Restoring the drama to El Amor Brujo
The two best-known scores by Manuel de Falla – El Amor Brujo and The Three-Cornered Hat – began as stage works. Today, however, we know them as symphonic suites. In the case of Amor Brujo, the loss is formidable: an austere drama turned into a picturesque entertainment.
The original 1915 El Amor Brujo, a gitaneria with dialogue, song, and dance, is unwieldy. The subsequent orchestral suite is fluent, but squanders the work’s gypsy soul. PostClassical Ensemble’s new staging of El Amor Brujo last weekend in DC was an attempt to restore the narrative and dance components without the words and stage detail encumbering the original version. Also, we used the original 1915 instrumentation – 15 players. It’s actually preferable – an amazing exercise in instrumentation/orchestration, eschewing the plushness of the 1925 ballet score. And for the songs we engaged not an operatic mezzo, but a famous flamenco cantaora from Seville: Esperanza Fernandez.
The orchestra was onstage behind a scrim, used for projections and lighting design. There were eight black-clad dancers. The ingenious director/choreographer was Igal Perry, from New York’s Peridance Contemporary Dance Company. Esperanza was also choreographed. The Washington Post found the result “profoundly memorable.”
In fact, we believe we have succeeded in creating a viable stage version Amor Brujo. As there are no sets, and the dancers only require fifteen feet of stage depth, we hope to tour it internationally.

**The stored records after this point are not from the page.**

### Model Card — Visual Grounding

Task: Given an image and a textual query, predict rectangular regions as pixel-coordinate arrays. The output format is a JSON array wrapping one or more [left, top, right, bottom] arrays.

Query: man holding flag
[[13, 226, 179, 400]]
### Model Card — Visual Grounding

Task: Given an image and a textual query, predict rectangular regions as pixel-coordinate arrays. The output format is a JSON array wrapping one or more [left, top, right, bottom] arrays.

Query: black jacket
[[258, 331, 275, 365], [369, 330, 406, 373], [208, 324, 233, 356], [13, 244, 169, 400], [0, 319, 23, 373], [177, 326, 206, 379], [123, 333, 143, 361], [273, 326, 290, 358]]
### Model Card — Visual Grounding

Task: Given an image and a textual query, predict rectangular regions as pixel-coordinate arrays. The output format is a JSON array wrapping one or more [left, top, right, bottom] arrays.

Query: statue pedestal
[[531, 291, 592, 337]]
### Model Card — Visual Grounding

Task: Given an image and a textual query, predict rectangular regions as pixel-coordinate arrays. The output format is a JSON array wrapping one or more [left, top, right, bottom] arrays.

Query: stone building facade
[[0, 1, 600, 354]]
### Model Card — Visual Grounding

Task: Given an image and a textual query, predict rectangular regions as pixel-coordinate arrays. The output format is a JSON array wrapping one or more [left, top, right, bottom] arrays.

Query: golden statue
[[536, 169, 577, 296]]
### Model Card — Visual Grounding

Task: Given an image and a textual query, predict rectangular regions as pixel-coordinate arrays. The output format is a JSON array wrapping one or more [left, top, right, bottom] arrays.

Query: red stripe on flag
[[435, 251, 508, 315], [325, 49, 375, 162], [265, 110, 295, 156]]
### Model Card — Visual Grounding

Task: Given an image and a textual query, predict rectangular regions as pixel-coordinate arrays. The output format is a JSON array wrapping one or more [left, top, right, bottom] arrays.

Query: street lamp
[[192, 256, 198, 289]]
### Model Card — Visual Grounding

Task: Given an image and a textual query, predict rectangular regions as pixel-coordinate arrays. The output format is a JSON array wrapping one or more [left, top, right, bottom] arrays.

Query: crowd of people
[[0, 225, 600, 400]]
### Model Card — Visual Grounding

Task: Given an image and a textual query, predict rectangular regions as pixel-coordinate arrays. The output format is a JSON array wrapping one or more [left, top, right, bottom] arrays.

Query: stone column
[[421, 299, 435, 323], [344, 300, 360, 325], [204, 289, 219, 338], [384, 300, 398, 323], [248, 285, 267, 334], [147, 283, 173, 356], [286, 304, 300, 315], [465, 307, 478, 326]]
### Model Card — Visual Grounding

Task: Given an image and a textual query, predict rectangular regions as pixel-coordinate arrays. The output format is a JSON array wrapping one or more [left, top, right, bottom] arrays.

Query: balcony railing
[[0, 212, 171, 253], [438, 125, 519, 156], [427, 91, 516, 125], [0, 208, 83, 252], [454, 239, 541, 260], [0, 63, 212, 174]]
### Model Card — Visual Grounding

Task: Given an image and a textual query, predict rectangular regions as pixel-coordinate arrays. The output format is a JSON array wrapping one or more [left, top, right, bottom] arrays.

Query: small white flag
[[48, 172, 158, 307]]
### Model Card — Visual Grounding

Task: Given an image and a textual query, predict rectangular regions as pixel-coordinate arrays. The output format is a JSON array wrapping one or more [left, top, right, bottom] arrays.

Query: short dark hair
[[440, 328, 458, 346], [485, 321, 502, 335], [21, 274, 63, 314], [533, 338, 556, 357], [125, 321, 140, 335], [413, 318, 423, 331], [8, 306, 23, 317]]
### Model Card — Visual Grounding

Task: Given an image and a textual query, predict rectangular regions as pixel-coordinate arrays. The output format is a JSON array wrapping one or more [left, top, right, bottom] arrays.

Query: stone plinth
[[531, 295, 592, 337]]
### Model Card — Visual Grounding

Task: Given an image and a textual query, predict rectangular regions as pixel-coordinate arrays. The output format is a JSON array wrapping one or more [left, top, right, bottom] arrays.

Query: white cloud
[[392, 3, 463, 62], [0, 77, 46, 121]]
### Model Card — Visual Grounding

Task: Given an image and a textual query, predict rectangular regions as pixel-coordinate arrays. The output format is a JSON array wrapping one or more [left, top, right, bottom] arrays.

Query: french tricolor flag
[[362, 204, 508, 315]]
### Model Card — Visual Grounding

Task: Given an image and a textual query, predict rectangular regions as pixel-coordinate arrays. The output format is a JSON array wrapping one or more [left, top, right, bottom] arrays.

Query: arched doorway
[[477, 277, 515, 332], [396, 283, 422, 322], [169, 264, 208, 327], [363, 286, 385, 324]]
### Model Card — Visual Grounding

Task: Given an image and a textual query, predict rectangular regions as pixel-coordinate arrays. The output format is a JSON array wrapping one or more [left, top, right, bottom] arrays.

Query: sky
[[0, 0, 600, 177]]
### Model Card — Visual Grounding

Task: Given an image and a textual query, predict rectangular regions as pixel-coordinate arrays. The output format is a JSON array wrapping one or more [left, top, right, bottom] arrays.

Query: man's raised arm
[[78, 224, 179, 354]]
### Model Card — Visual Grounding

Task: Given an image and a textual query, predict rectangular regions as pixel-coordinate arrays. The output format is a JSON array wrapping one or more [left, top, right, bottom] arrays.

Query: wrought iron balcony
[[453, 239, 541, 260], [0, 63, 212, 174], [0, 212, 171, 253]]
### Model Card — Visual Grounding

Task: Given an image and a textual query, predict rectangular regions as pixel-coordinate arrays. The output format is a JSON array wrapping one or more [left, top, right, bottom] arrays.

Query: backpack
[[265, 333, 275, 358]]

El Amor Brujo was presented in collaboration with Georgetown University on a double bill with Stravinsky’s The Soldier’s Tale, also fully staged. The two works were also coupled in 1925. They resonate in revealing ways. Falla, acknowledging the influence of Stravinsky on his own work, wrote of Stravinsky’s “primitivism” This is a term one could hardly apply to El Amor Brujo as it’s usually purveyed. But with a gypsy singing and gesticulating onstage, with the pared orchestration, with the austere flamenco influences on both music and plot brought into play, Falla’s appropriation of cante jondo proves gritty. This is a composer whose little home, fastidiously preserved in Granada near the Alhambra, is compact and severe. He lived ascetically with his sister. Stravinsky called him “painfully religious.”
The “Falla” we mainly know has wandered far from Falla.